La Federación de Choferes Chuquiago Marka de la ciudad de La Paz ha determinado no asistir a ninguna convocatoria de diálogo con el Órgano Ejecutivo. Al contrario, la organización sindical lanzó un ultimátum de 24 horas para que las autoridades demuestren el cumplimiento efectivo de los compromisos previamente suscritos con el sector urbano.
El principal ejecutivo de los transportistas, Santos Escalante, advirtió que, en caso de no recibir respuestas fácticas y decretos concretos en el plazo establecido, el sector determinará sumarse formalmente a las movilizaciones radicales que exigen la renuncia inmediata del presidente Rodrigo Paz Pereira.
El dirigente sectorial justificó la ruptura del diálogo explicando que su federación ya ha sostenido tres reuniones previas con delegados ministeriales, suscribiendo actas de entendimiento que hasta la fecha han sido incumplidas por el aparato estatal.
Ante esta situación, Escalante enfatizó que las bases del transporte urbano exigen que, en las próximas 24 horas, el Gobierno Central certifique documentalmente un avance de entre el 70% y el 80% en el proceso de resarcimiento de daños económicos y mecánicos provocados por la distribución de gasolina de mala calidad.
Asimismo, el pliego sectorial demanda la promulgación inmediata de un decreto supremo que otorgue un periodo de gracia de seis meses sin el cobro de intereses ni capital en los créditos bancarios del sector.
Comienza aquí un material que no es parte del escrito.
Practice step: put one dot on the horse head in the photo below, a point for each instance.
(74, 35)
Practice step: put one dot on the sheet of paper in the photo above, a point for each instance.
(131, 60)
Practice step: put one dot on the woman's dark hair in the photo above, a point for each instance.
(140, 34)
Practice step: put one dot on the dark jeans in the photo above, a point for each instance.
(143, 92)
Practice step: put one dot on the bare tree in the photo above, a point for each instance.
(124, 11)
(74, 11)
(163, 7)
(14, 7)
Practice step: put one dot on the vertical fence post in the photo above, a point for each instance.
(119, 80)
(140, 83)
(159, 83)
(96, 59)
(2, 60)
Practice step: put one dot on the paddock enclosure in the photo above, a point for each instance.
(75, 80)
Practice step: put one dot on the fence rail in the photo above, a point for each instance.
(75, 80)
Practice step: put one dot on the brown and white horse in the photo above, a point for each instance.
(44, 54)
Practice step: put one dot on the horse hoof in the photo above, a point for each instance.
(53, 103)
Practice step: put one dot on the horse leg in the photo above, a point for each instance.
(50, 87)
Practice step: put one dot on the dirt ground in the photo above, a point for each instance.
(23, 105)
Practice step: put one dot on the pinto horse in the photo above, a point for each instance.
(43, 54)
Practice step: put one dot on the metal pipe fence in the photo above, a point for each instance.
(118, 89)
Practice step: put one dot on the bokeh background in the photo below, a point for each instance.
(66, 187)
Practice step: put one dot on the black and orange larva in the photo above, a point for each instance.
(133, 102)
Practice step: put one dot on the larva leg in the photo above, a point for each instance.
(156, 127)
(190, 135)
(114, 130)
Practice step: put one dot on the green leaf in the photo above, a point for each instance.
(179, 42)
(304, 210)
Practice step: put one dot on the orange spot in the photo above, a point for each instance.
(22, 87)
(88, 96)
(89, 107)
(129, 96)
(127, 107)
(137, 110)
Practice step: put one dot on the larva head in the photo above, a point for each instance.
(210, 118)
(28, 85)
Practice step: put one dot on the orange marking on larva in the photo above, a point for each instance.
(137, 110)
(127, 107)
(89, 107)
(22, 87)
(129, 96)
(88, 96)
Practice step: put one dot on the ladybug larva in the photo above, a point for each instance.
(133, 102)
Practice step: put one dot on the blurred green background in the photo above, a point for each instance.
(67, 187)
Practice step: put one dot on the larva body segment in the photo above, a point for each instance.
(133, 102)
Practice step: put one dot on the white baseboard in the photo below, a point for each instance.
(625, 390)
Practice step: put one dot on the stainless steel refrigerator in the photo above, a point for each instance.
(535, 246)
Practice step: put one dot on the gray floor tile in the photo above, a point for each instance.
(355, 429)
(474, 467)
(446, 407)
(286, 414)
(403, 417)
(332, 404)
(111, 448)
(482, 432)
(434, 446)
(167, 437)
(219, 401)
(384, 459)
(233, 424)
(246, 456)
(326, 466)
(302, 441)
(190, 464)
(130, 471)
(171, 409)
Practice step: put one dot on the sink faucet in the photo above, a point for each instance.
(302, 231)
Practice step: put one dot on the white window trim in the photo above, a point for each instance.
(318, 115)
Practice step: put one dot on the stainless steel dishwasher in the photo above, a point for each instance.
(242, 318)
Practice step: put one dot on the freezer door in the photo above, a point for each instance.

“Si no le da solución en estas 24 horas el Gobierno a estos problemas que estamos pasando, nosotros nos vamos a unir al pueblo también exigiendo la renuncia del presidente por su incapacidad”, alertó el dirigente. De igual manera, Escalante ratificó que el paro indefinido anunciado la pasada semana se mantendrá invariable y con rigurosos controles, argumentando que la medida de presión se sostiene por inercia propia, debido a que una gran cantidad de afiliados permanece inmovilizada pernoctando en las estaciones de servicio en busca de carburantes.